Servicing

Here’s why force-placed insurance continues to get bad press

Is it time to shut it down?

In an era of hyper-regulation, particularly as it relates to mortgage loan servicing, it has been fascinating (but not surprising) to notice that force-placed, or, as it is also known, “lender-placed” insurance, continues to receive bad press. This has been a controversial subject ever since I entered the mortgage servicing industry in 1993 and no doubt prior to that time.

In Trey Garrison’s piece in HousingWire on April 13, “HSBC, Assurant offer $1.8M to end force placed kickback lawsuit,” he notes that, “Force-placed, or lender-placed, insurance… pulls big players such as Bank of America into big fights. Force-placed policies are typically taken out by banks or other lenders on homes where the [borrower] does not have sufficient or any coverage.”

In fact, most major mortgage lenders are, or have been, involved in this practice over the years.

On the surface of it, most any reasonable person would understand that a mortgage lender has the right to protect its asset if the borrower is not adequately covered by homeowner’s or flood insurance policies. The controversy comes in when the lender purchases lender-placed (force-placed) insurance to do just that, protect their asset, but the cost, as alleged in the lawsuit mentioned in Garrison’s article involving HSBC and Assurant, Inc., is “unnecessary and onerous.”

This is precisely because it is perceived by many that the often accompanying “commission” or “revenue sharing” that is paid by the insurance carrier to the lender purchasing the insurance policy is a “kickback.”

To many in and out of our industry, the term “kickback” seems quite appropriate. It was a mostly unspoken term in the 1990s when I first learned of it while serving in the REO department at Great Western Bank, and it is much the same today.

Frankly, I have little understood why this practice has been allowed to continue over the past two decades, let alone following implementation of Dodd-Frank, and the creation of the Consumer Financial Protection Bureau.

If it looks like a duck, walks and swims like a duck, and quacks like a duck… it’s a DUCK — right?

While some may have a different perspective, say, those who offer these products, for example, it would be interesting to know just why they possess that different perspective.
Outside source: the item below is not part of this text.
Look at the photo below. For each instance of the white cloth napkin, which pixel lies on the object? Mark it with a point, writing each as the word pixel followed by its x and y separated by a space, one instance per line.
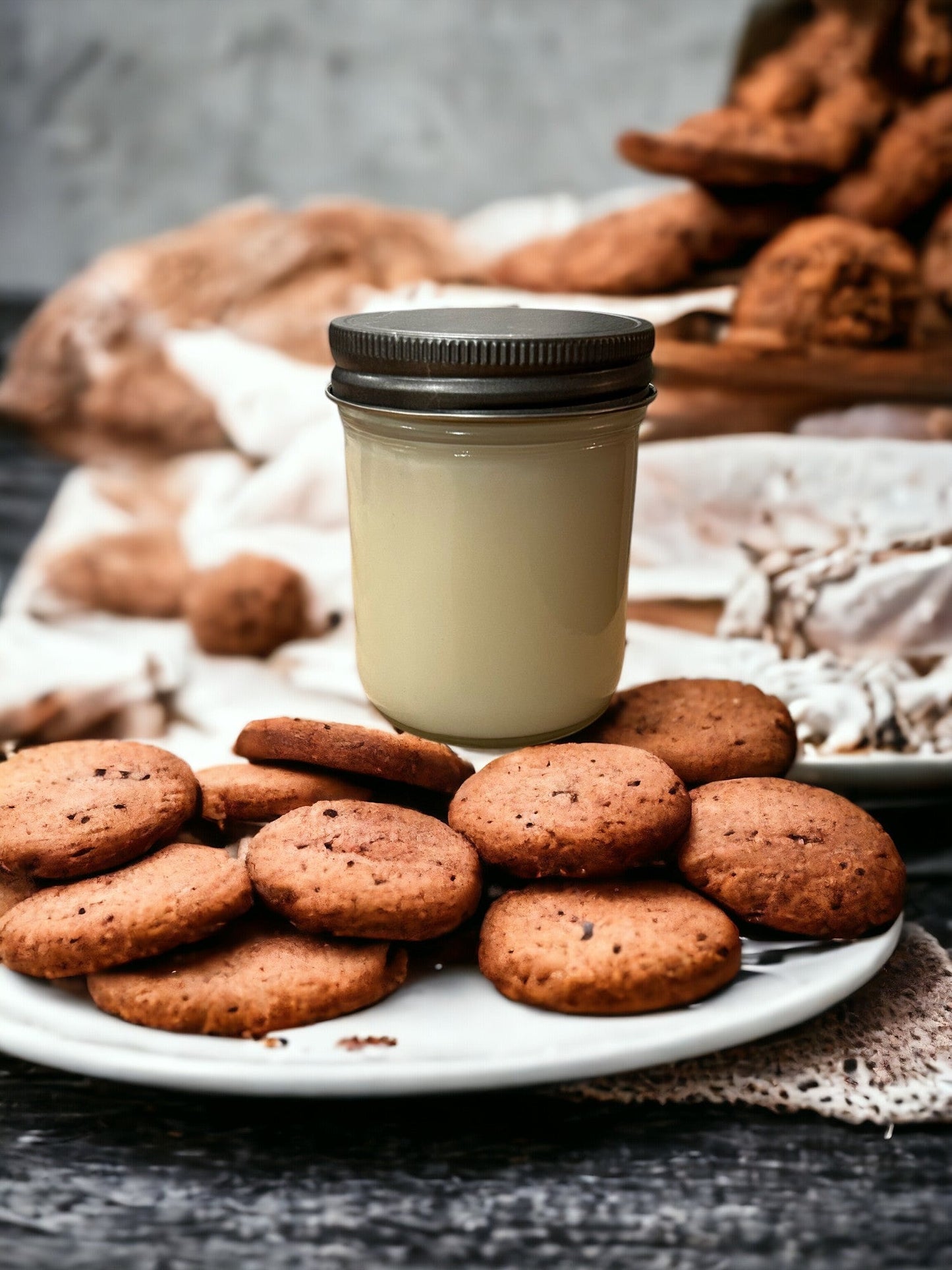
pixel 282 493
According to Garrison, last year the CFPB published a five-point checklist for servicers on how to deal with force-placing insurance. This was long overdue, of course, but perhaps not enough to solve the ongoing problem.
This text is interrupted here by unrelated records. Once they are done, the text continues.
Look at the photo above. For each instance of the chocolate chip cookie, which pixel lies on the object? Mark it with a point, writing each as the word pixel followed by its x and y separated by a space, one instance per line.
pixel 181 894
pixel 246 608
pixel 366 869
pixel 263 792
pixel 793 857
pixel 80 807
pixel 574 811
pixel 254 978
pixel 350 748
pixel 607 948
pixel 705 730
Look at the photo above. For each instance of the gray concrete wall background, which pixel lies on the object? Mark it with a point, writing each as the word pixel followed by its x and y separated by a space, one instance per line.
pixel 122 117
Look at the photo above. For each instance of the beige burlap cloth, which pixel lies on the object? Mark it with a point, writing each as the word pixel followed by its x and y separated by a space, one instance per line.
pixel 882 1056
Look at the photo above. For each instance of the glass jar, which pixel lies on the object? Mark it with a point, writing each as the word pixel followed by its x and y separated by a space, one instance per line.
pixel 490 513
“Steering” or “herding” consumers into more expensive insurance policies because the policies offered by specific firms might be superior to that which cost less would also seem reasonable, but, apparently, that is not necessarily the case with respect to the HSBC, Assurant lawsuit. That is why, according to Garrison, the agreement by these two companies to pay $1.8 million to put an end to a class action lawsuit would also mean that they would return about 90% of HSBC’s “commissions” to the customers/plaintiffs.

As Garrison further pointed out, the agreement, if approved, would put an end to the class action lawsuit that alleges that HSBC “… intentionally herded consumers to unnecessary and onerous coverage levels when force placing homeowners whose coverage lapsed into flood-insurance policies.”

While we realize that any such “agreement” does not necessarily constitute any admission of guilt by any party… I submit that this agreement at a minimum shines another light on a practice that should, perhaps, be discontinued once and for all.